Blu-ray Review: Ghost Rider - Spirit of Vengeance / Cert: 12 / Director: Mark Neveldine, Brian Taylor / Screenplay: Scott M. Gimple, Seth Hoffman / Starring: Nicolas Cage, Ciaran Hinds, Idris Elbam, Johnny Whitworth / Release Date: Out Now
The first cinematic interpretation of Marvel’s Ghost Rider was nobody’s idea of a good time in early 2007. Coming in the midst of a Nicolas Cage career slump that he has never really recovered from, the film was boring and overblown. The sequel Ghost Rider: Spirit of Vengeance redresses the balance somewhat and is a better film but still far away from a masterpiece.
The story finds a sweaty Nicolas Cage with a new hairpiece hiding out in Eastern Europe trying to keep his curse at bay and not become the demon Ghost Rider and devour the souls of guilty men. Which is all well and good until a badly accented Idris Elba turns up as some kind of rogue monk who is fond of wine and a bad stereotype of the French. It seems that the devil known here as ‘Roarke’ and played by Ciaran Hinds is after a child called Danny and his ex-hooker with a heart mother. The child is special for some reason which is never really made clear and Johnny Blaze is the only one who can protect them.
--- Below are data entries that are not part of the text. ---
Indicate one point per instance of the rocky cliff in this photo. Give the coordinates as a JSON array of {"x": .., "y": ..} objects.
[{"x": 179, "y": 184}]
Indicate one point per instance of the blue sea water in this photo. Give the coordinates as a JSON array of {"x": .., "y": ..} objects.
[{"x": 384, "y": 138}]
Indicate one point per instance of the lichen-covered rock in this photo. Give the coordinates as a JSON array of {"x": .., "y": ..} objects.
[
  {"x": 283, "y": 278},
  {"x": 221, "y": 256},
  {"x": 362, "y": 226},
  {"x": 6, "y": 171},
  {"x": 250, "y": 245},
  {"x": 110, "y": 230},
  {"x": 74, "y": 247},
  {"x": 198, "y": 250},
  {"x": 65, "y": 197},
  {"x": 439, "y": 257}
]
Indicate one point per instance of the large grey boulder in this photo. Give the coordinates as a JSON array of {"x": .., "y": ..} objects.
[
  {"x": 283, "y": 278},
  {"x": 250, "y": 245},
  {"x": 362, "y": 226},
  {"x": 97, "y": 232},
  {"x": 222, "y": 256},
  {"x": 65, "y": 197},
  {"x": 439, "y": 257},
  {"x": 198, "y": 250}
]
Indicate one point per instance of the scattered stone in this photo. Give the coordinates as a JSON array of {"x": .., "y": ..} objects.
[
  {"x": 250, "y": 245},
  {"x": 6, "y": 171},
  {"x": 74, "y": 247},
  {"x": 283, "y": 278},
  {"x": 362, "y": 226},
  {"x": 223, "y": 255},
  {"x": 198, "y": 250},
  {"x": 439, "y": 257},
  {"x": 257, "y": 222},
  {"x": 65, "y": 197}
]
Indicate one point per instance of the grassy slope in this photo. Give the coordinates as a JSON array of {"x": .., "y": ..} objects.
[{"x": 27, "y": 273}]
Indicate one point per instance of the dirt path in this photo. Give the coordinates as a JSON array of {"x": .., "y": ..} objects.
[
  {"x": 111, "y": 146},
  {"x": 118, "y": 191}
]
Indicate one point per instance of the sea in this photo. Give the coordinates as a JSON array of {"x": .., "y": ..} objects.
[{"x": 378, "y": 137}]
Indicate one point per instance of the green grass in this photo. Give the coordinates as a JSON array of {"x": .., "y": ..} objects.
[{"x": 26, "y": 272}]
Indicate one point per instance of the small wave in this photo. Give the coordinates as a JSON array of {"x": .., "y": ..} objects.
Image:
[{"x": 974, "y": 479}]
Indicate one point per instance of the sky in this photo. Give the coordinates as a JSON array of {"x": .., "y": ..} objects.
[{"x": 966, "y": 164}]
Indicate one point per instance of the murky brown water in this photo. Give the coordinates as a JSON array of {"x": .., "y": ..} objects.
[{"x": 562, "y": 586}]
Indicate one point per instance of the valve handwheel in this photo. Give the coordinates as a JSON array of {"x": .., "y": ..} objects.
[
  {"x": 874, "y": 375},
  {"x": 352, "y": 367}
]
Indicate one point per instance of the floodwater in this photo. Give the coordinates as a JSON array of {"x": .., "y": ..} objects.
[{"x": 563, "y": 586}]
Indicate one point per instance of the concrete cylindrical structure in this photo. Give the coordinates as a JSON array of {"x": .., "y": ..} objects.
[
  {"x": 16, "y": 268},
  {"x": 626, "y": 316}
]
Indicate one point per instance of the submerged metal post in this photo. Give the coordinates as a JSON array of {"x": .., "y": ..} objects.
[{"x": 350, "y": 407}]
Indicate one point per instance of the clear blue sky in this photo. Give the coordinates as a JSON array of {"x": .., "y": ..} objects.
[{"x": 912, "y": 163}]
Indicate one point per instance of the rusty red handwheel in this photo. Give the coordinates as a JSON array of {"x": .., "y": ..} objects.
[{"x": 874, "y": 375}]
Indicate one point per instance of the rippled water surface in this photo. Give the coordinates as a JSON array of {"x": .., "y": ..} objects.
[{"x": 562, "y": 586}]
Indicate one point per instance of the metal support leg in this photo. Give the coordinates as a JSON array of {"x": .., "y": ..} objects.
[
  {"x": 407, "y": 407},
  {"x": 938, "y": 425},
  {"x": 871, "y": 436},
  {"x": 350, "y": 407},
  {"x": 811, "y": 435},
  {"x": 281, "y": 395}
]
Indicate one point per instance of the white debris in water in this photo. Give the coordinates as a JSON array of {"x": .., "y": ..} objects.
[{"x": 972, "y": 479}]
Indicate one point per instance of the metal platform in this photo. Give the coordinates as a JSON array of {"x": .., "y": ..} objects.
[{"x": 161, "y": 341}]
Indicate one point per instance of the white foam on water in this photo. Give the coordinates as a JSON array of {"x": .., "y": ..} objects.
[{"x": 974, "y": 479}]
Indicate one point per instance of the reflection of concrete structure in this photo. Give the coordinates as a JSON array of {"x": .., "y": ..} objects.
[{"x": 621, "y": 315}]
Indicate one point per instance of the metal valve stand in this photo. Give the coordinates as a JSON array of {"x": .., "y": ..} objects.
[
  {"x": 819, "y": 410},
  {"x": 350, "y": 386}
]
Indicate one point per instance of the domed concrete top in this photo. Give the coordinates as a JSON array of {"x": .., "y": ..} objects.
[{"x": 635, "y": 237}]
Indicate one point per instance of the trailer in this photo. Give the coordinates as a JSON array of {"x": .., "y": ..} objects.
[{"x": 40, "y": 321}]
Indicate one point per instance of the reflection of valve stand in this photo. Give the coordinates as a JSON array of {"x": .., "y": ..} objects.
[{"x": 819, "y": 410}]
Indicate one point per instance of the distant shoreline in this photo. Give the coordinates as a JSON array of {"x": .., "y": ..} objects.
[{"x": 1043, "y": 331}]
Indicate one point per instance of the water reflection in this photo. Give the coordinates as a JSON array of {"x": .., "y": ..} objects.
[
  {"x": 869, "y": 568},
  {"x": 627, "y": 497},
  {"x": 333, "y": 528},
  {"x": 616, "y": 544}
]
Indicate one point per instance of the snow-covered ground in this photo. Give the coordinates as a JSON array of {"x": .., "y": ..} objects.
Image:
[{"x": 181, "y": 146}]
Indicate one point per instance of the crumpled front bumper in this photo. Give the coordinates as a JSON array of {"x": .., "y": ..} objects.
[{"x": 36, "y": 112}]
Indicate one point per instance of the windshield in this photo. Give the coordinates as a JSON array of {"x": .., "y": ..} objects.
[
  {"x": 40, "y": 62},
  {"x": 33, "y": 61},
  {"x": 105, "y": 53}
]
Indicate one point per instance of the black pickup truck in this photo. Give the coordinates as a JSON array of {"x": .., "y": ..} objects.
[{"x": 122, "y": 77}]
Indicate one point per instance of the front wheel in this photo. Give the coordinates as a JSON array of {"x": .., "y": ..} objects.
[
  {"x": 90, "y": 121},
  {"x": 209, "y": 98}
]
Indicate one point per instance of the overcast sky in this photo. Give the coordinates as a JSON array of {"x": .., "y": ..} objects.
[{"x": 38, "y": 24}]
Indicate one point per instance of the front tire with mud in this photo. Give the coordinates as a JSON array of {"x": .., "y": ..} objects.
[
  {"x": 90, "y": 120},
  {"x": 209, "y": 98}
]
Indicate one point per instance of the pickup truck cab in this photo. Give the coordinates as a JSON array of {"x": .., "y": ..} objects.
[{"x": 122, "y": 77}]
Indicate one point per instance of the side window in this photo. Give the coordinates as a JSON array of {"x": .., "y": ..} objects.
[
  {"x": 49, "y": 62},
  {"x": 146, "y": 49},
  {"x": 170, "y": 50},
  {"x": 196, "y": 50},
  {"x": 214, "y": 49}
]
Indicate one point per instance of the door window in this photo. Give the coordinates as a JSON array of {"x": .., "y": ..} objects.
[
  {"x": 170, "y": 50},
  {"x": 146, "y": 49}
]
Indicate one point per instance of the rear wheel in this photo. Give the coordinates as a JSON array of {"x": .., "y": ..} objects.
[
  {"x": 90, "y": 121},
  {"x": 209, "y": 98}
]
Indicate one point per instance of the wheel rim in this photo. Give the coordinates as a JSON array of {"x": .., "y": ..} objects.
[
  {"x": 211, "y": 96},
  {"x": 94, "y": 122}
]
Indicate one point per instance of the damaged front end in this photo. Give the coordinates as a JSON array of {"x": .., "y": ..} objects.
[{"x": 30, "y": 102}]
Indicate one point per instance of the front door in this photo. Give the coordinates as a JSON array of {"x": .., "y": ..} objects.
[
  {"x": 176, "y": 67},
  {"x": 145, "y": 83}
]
This films plot is pretty much a Terminator riff with Cage/Ghost Rider in the protector role and a bunch of European actors all becoming cannon fodder during the scenes where the demon takes hold of Blaze. Visually the film is a win, they have perfected the look of the Ghost Rider and this time around Cage himself played the demon in a mo-cap suit and imbues the creature with lots of little odd tics that make you believe that this fiery being is walking the earth. When the rider starts throwing his chains around and is attacked with guns and rocket launchers the film really snaps and is miles better than anything in the first movie. The climatic chase is also great with Neveldine/Taylor’s lunatic camera work coming to the fore in an effective manner that makes sense for the scenes.
Sadly the rest of the film is not up to par, the aforementioned script is a problem because no one’s motivation is ever made clear and your never quite sure who is doing what at any one time. There are also a few too many conveniences, especially in the climax. This could be Neveldine/Taylor’s fault because they employ their patented crazy camera work even when two characters are just talking. It could be because they were filming in Europe this time around but when action isn’t taking place their use of the camera and film stock just makes the whole thing look cheap. Cage’s performance is also all over the place, it seems like they didn’t have the guts to rein him in and so he went truly nuts with his ‘mega crazy acting’.
Ghost Rider: Spirit of Vengeance could have been worse but is still something of another missed opportunity for one of Marvel’s darker characters.
Special Features: Deleted Scenes, 2D and 3D versions of the film, 3D featurette, Behind the scenes features.